This study found that an embryonic stem cell (ESC) line derived in media with glucose at physiological levels expressed a functional Glut2 transporter that is expressed by normal embryos, whereas an established ESC line that had been isolated and propagated in high-glucose media did not. Glut2-expressing ESCs should be advantageous for the study of metabolic regulation of embryonic development, as well as for transplantation for therapeutic applications.
Keywords: Embryonic stem cells, Stem cell culture, Cell culture, Glucose transporter
Abstract
Glut2 is one of the facilitative glucose transporters expressed by preimplantation and early postimplantation embryos.
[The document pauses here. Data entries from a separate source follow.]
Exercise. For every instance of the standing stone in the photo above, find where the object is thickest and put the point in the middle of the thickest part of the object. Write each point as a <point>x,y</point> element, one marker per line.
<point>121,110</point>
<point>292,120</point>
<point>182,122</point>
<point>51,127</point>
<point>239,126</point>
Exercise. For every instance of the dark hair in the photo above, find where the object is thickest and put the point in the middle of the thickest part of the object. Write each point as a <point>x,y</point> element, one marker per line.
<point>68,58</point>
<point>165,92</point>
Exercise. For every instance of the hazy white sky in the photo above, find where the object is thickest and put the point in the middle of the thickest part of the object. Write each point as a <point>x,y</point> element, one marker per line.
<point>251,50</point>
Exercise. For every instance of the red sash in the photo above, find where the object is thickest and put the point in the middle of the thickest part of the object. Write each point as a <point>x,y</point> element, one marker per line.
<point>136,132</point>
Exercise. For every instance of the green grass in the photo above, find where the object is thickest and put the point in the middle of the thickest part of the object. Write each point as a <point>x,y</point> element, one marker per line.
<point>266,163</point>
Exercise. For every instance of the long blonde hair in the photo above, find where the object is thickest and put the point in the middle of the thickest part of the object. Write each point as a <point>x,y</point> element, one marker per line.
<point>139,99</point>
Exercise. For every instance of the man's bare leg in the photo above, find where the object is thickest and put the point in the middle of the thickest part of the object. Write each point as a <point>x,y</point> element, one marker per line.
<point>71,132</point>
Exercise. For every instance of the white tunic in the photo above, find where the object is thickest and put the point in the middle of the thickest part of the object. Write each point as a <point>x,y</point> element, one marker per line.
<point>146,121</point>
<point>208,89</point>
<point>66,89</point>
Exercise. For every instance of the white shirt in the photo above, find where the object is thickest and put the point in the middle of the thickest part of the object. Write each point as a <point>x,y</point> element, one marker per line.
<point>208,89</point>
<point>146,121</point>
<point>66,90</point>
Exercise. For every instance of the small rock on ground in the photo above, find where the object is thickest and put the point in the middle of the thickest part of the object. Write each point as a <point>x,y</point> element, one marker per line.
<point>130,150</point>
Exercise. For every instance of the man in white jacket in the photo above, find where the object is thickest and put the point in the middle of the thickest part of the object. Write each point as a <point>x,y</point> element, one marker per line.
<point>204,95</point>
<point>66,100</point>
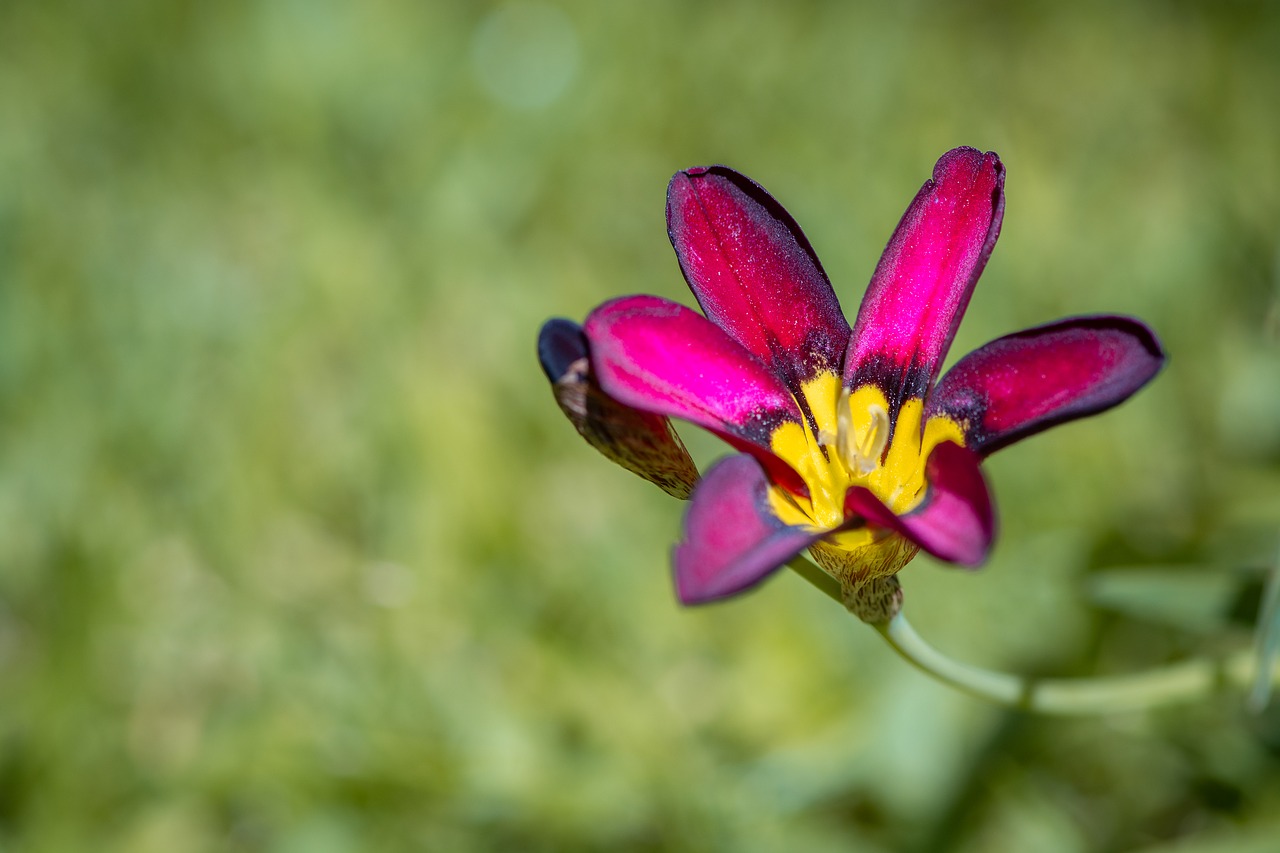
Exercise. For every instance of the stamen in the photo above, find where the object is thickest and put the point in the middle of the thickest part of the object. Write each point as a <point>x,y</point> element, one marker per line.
<point>877,434</point>
<point>860,457</point>
<point>846,447</point>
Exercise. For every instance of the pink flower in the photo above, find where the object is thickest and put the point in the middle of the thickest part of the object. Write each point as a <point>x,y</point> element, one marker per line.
<point>849,443</point>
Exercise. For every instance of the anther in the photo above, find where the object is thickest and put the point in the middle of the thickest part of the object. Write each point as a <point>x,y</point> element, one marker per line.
<point>860,457</point>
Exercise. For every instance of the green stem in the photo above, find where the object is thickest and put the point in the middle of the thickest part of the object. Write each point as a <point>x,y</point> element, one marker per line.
<point>1182,682</point>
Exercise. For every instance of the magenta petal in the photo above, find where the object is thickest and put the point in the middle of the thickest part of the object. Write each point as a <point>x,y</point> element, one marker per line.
<point>926,276</point>
<point>661,356</point>
<point>732,539</point>
<point>754,273</point>
<point>955,521</point>
<point>1029,381</point>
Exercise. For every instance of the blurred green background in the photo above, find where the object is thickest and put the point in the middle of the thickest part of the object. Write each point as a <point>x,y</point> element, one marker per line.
<point>297,552</point>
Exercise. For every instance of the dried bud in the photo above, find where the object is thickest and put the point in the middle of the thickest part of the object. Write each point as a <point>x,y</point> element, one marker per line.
<point>638,441</point>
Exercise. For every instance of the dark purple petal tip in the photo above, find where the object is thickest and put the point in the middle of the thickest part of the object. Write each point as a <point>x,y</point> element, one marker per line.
<point>754,273</point>
<point>1023,383</point>
<point>560,343</point>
Glut2 is important for survival before embryonic day 10.5. The Glut2 KM (∼16 mmol/liter) is significantly higher than physiologic glucose concentrations (∼5.5 mmol/liter), suggesting that Glut2 normally performs some essential function other than glucose transport. Nevertheless, Glut2 efficiently transports glucose when extracellular glucose concentrations are above the Glut2 KM. Media containing 25 mmol/liter glucose are widely used to establish and propagate embryonic stem cells (ESCs). Glut2-mediated glucose uptake by embryos induces oxidative stress and can cause embryo cell death. Here we tested the hypothesis that low-glucose embryonic stem cells (LG-ESCs) isolated in physiological-glucose (5.5 mmol/liter) media express a functional Glut2 glucose transporter. LG-ESCs were compared with conventional D3 ESCs that had been cultured only in high-glucose media. LG-ESCs expressed Glut2 mRNA and protein at much higher levels than D3 ESCs, and 2-deoxyglucose transport by LG-ESCs, but not D3 ESCs, exhibited high Michaelis-Menten kinetics. Glucose at 25 mmol/liter induced oxidative stress in LG-ESCs and inhibited expression of Pax3, an embryo gene that is inhibited by hyperglycemia, in neuronal precursors derived from LG-ESCs. These effects were not observed in D3 ESCs. These findings demonstrate that ESCs isolated in physiological-glucose media retain a functional Glut2 transporter that is expressed by embryos. These cells are better suited to the study of metabolic regulation characteristic of the early embryo and may be advantageous for therapeutic applications.
Introduction
Preimplantation and early postimplantation mouse embryos express the facilitative glucose transporter Glut2 (also known as Slc2A2) [1–3]. Unlike other glucose transporters expressed by embryos and most adult tissues whose KM values are near normal blood glucose concentrations (∼5.5 mmol/liter) [1, 4–6], the KM of Glut2 is 17 mmol/liter. Thus, the rate of glucose transport by Glut2 increases in parallel with increasing blood glucose concentrations [7]. During pathologic conditions, such as diabetic pregnancy, Glut2 mediates enhanced glucose uptake by embryo cells [8]. Increased glucose uptake by pre- and postimplantation embryos causes oxidative stress, which can induce apoptosis [9–15]. Glut2−/− embryos are protected from the adverse effects of hyperglycemia [8].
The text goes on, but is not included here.